Усадив всех троих к стене в ряд, Голиков приказал вводить по одному свидетелей, которые видели машину Борисова утром в день убийства.
Первым вошел мужчина лет пятидесяти с начинающими седеть волосами и солидным брюшком. Он, без сомнения, был удивлен, что в кабинете столько народу. Сесть ему Голиков не предложил, а сразу же, после соблюдения необходимых формальностей, задал вопрос:
- Кого из присутствующих здесь вы узнаете?
Мужчина указал на Борисова, который тут же протестующе зажестикулировал.
- При каких обстоятельствах вы познакомились?
- Мы не знакомы. Но этого человека я видел.
- Где?
Мужчина назвал адрес дома, расположенного перпендикулярно к дому Петровой.
- Когда?
- Восьмого сентября.
- Вы не ошибаетесь?
- Я не могу ошибиться по очень простой причине. Именно в тот день я приехал из командировки и возвращался с вокзала домой. Это можно подтвердить документально.
- Где находился и что делал опознанный вами гражданин?
- Он стоял около машины "Жигули" ко мне лицом. Потом открыл дверцу, завел машину и уехал.
- Какого цвета машина?
- Белая.
- Номер?
- Номера не помню, не обратил внимания.
- Хорошо. У меня к вам последний вопрос. Почему вы обратили внимание именно на этого гражданина?

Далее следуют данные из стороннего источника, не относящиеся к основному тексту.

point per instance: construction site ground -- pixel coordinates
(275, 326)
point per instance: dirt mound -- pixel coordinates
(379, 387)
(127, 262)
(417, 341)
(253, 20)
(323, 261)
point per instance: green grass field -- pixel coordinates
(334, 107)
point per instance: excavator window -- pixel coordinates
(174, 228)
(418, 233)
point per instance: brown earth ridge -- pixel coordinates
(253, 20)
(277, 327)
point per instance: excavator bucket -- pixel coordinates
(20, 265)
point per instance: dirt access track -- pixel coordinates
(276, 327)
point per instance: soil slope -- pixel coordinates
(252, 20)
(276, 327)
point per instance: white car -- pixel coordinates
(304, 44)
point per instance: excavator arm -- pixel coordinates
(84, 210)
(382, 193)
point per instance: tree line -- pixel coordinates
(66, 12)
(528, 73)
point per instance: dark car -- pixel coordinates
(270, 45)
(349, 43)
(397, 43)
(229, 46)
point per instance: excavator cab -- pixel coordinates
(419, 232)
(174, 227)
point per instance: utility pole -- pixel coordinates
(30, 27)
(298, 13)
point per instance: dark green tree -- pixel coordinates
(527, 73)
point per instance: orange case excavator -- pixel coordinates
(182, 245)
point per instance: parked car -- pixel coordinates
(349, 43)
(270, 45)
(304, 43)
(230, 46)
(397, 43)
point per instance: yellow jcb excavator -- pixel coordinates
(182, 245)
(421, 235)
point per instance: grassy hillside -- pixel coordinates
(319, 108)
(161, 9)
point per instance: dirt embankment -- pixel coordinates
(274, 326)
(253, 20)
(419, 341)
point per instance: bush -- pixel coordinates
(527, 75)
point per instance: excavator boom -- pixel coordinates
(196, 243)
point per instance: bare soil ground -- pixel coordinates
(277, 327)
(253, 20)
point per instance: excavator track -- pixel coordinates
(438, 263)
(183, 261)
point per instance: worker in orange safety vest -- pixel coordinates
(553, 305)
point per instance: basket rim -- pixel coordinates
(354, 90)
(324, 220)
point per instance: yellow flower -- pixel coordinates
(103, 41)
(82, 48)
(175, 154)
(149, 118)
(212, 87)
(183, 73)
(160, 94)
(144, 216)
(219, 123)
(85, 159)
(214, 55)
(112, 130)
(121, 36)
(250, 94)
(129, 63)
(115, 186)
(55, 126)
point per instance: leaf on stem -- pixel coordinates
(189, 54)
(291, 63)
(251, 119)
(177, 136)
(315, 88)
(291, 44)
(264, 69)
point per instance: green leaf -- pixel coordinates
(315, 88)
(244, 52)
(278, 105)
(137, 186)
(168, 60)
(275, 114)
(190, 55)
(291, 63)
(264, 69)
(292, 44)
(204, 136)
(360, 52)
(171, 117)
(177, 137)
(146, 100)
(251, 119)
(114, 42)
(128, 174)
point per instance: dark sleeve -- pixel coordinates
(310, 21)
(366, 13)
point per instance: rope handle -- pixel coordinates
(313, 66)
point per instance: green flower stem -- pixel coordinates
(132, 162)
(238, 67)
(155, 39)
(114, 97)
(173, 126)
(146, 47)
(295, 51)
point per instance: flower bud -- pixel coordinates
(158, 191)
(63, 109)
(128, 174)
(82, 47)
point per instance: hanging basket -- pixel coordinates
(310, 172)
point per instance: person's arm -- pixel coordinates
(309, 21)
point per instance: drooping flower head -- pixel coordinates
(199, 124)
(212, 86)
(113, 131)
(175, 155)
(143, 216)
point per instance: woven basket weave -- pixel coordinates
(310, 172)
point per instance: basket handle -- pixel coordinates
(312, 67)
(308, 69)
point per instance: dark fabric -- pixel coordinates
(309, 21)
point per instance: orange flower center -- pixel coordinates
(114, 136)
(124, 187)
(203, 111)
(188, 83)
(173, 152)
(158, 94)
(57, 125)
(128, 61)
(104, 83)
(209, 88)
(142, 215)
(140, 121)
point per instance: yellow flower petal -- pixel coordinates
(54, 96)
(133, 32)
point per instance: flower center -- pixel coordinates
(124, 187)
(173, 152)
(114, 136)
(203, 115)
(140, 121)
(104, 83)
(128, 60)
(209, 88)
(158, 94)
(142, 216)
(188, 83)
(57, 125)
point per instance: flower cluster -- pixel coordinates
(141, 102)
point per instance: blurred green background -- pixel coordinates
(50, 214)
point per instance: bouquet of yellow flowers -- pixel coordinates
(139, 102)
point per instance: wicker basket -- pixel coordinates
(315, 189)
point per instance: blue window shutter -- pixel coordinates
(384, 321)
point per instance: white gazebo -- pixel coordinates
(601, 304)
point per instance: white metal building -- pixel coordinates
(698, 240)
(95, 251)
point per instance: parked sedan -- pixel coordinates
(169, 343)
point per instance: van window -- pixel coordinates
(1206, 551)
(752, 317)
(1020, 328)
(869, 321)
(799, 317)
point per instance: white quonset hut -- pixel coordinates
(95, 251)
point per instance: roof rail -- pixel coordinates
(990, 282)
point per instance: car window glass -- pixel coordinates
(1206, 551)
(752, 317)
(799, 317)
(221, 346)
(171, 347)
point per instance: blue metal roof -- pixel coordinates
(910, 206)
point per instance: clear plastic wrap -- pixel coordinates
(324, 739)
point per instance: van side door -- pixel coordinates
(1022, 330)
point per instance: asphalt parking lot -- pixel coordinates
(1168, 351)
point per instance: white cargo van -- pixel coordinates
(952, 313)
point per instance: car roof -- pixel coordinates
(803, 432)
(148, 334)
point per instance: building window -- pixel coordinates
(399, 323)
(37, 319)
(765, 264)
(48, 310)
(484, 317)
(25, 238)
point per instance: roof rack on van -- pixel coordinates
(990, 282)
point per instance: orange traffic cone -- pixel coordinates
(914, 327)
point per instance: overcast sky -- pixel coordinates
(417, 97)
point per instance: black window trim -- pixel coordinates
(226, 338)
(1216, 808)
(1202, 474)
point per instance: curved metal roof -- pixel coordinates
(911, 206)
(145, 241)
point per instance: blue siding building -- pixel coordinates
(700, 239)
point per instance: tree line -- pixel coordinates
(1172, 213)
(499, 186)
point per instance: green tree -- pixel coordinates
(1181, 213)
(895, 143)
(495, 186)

- Вот уж чего не знаю, того не знаю... Просто обратил и все.
- Понятно. Можете идти.
Двое других свидетелей - преклонного, так сказать, глубоко пенсионного возраста, вызванные поодиночке, также опознали Борисова, четко назвали номер и цвет его машины.
Когда из кабинета вышел последний свидетель, Борисов не выдержал, сорвался с места и закричал, размахивая руками едва не под носом у Леонова и Селезнева:
- Это они, сволочи, все подстроили!.. Они и свидетелей подкупили!.. Это они убили Ольгу!.. Я их, гадов, собственными руками задушу! - и он бросился с кулаками на своих бывших приятелей, и только вмешательство конвоя спасло тех.

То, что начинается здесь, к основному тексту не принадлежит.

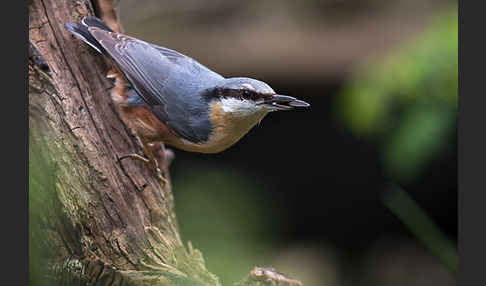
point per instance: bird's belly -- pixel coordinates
(225, 133)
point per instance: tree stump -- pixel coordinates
(94, 219)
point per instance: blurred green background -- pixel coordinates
(303, 192)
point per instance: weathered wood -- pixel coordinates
(99, 219)
(95, 220)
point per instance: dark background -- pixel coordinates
(303, 191)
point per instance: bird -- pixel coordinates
(165, 96)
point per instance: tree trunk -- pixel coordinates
(95, 219)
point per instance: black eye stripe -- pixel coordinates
(247, 94)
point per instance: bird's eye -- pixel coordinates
(246, 93)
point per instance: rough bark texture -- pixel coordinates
(94, 220)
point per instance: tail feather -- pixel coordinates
(81, 31)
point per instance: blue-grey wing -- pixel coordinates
(166, 80)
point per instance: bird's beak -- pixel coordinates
(283, 102)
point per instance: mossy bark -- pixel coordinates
(94, 220)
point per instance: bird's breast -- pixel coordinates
(227, 129)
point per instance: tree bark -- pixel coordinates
(95, 219)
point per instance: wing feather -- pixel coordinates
(156, 73)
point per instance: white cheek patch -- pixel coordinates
(239, 107)
(248, 86)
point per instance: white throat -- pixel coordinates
(240, 107)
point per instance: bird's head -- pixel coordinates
(242, 96)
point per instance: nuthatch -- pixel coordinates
(165, 96)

Оказавшись в безопасности, Леонов и Селезнев обрушились, в свою очередь, на Борисова. Послушав их перепалку, Голиков распорядился отпустить Леонова и Селезнева, предварительно извинившись перед ними.
Впервые за все это время он вспомнил о папиросах и закурил.

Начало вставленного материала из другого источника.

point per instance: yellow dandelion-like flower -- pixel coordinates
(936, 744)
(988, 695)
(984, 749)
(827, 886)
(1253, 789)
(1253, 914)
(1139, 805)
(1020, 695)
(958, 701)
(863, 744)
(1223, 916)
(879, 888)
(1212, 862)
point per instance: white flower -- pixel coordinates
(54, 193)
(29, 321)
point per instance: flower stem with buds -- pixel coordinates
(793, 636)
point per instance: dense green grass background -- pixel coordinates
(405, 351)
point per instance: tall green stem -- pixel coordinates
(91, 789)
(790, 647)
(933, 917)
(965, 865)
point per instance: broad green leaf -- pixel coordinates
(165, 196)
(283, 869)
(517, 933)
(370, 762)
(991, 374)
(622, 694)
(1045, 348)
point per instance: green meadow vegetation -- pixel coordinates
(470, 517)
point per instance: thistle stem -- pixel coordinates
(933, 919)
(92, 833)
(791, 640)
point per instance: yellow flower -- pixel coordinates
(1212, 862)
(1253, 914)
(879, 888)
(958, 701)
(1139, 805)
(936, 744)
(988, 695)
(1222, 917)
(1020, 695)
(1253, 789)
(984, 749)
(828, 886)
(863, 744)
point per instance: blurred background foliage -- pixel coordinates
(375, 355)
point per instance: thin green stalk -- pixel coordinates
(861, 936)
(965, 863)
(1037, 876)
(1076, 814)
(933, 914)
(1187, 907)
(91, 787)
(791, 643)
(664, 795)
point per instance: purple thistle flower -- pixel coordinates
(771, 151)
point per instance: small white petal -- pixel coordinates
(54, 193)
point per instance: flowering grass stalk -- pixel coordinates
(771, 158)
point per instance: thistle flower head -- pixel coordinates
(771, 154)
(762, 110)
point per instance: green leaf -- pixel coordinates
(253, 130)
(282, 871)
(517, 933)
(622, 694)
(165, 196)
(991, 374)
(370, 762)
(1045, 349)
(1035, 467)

"И все же здесь что-то не так! - ломал он голову, поглядывая на сникшего, раздавленного Борисова. - Неужели возможна такая подтасовка?.. А кто звонил мне домой в тот вечер? Ведь он-то и подбросил мысль о машине... Кому-то выгодно подставить Борисова... Кому? Леонову и Селезневу, больше некому... Но им это зачем?.. Свидетели, похоже, не врут. Да и живут все в одном доме, как раз в том подъезде, против которого и стояла машина... Подкуп - кричал Борисов - да нет, практически исключено... Но почему же машина оказалась рядом с домом Петровой?.. Борисов передал ее кому-то на время? Но тогда зачем ему это скрывать? Угон? Отпадает, Борисов твердит, что сам в это время пользовался ею. С другой стороны, будь он причастен к убийству Петровой - мог бы воспользоваться версией угона, ведь кроме его собственных показаний, что он ездил утром в кафе и в суд, других доказательств нет. Опять все замкнулось!.. Правда, все эти поездки он мог сделать и после убийства. Говорит же о них потому, что хочет создать с их помощью алиби, уверенный, что его машину возле дома Петровой никто не видел. Да и стояла-то она у торца перпендикулярного дома... Да-а-а, если все это подтвердится, тогда равных Борисову артистов еще поискать! Голиков в упор тяжело уставился на сидящего у стены сжавшегося Борисова, словно пытаясь сосредоточенным усилием воли прочесть его мысли. - Нет, поведение Борисова никак не укладывается в образ убийцы!.. Надо основательно проверить его алиби и отправить замки дверей его машины и зажигания на экспертизу, - решил майор и облегченно вздохнул. Второй раз он отказывался предъявить Борисову обвинение в убийстве. Мысли его были уже далеко: - Неплохо бы теперь докопаться, кто стоит за спиной Леонова и Селезнева, точнее - за чьей это широкой спиной они прячутся? Вот потому-то и нельзя отпускать сейчас Борисова. В его же интересах. А тут еще и Чижмин, как назло, не звонит", - едва успел подумать Голиков, как раздался звонок, но это опять был въедливый зуммер внутреннего телефона. Голикова срочно требовал к себе Струков.
* * *
- Ты смотри, какая сука пакостная! - были первые слова, которые Селезнев услышал от Леонова после шумных баталий в кабинете Голикова.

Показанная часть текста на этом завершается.